Monsegur, who was once known online as Sabu, founded the hacking group LulzSec before becoming an FBI informant and serving as a white hat security researcher. "I'm all for former blackhats being able to turn over a new leaf, and starting their lives over," he said. Monsegur noted that he hoped Hutchins' history of doing good would help him in the long run.

Eva Galperin, the director of cybersecurity at the Electronic Frontier Foundation, said on Twitter the arrest of Hutchins “concerns us a lot.” A spokesperson for EFF told International Business Times it “is deeply concerned about the arrest of Marcus Hutchins and is “looking into the matter and attempting to help Mr. Hutchins obtain good legal counsel."

A poll posted on Twitter by security data scientist Russell Thomas asking security experts how the arrest of Hutchins affects their likelihood to cooperate with the federal government found a near even split among the more than 140 people to participate.

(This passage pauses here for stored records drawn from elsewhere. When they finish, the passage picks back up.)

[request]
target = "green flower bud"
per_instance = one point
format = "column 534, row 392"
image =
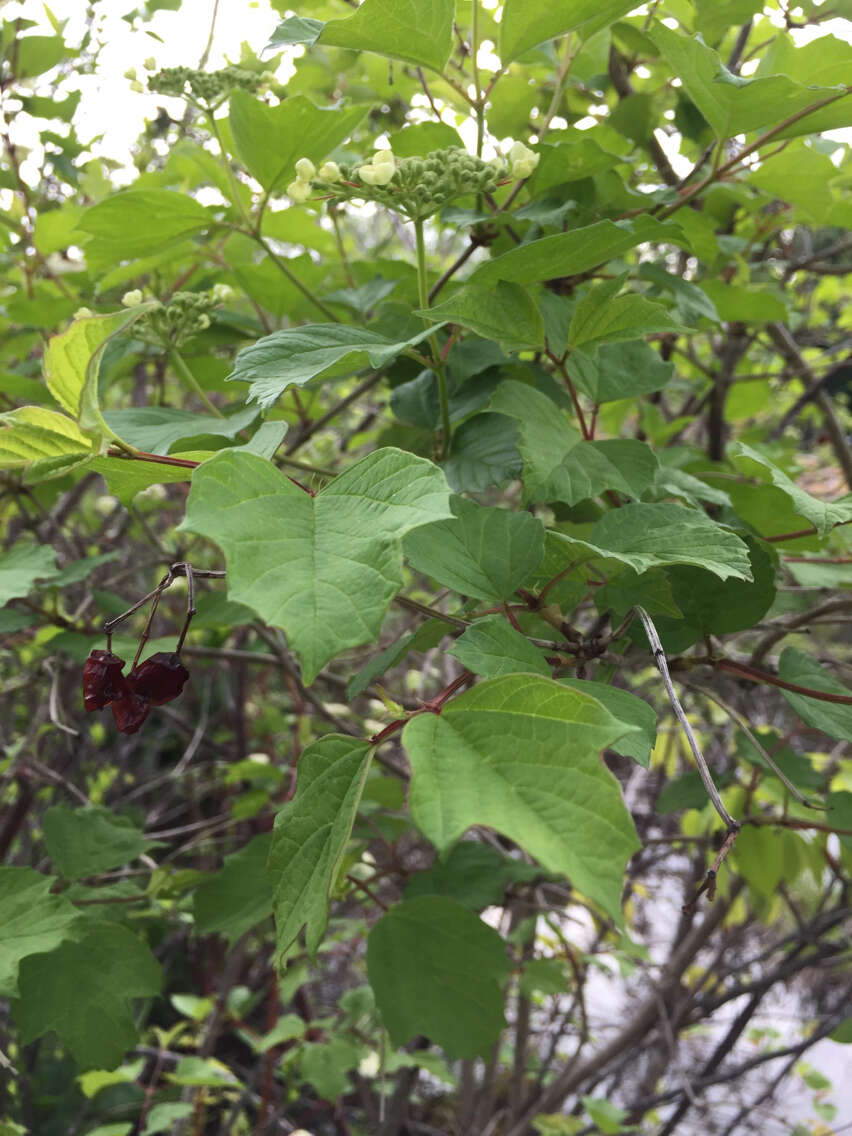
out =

Thirty-three percent of respondents said the arrest of Hutchins will not change their relationship with federal authorities, while 30 percent said it made them less likely to collaborate or cooperate. Another 32 percent said they would never work with federal agencies in the first place, while five percent said the arrest would make the more likely to reach out to law enforcement.

While many security researchers expressed the possibility of a chilling effect between researchers and federal agencies in the wake of the arrest, those working at the intersection of cybersecurity and law were less moved by the incident.

Peter Swire, Professor of Law and Ethics at the Georgia Institute of Technology, told IBT Hutchins highly publicized role as the person who stopped the WannaCry outbreak—an attack that hit more than one million computer systems in 153 countries when it spread in May—doesn’t give him immunity for other, potentially nefarious actions.

“Being a hero for one crime does not create immunity if you commit other crimes,” Swire said. “The criminal courts are full of people who have helped the police some time, but went ahead and got caught for something else.”

Dr. Richard Forno, director of Graduate Cybersecurity Program at the University of Maryland, Baltimore County, offered a similar response, telling IBT bonafide white hat security researchers “have no business developing and then selling malware on dark web sites—let alone launching or managing a malware outbreak” as the indictment against Hutchins alleges.

“At the very least, other than the legality, such actions bring the person's professional ethics into question and can, as we're seeing today, backfire on them and certainly challenge one's status as a ‘white hat’ in the industry,” he said.

Forno did not foresee the arrest of Hutchins as an issue for security researchers, including those who regularly work to analyze malicious software and programs. He said researchers “will, and should” continue their work.

At the same time, he warned that law enforcement shouldn’t overstep their bounds and pursue those doing legitimate security research.

“Incidents like this should not be used by governments or industry to clamp down on cybersecurity research activities, since they provide a necessary value and public safety function for our modern world,” Forno said.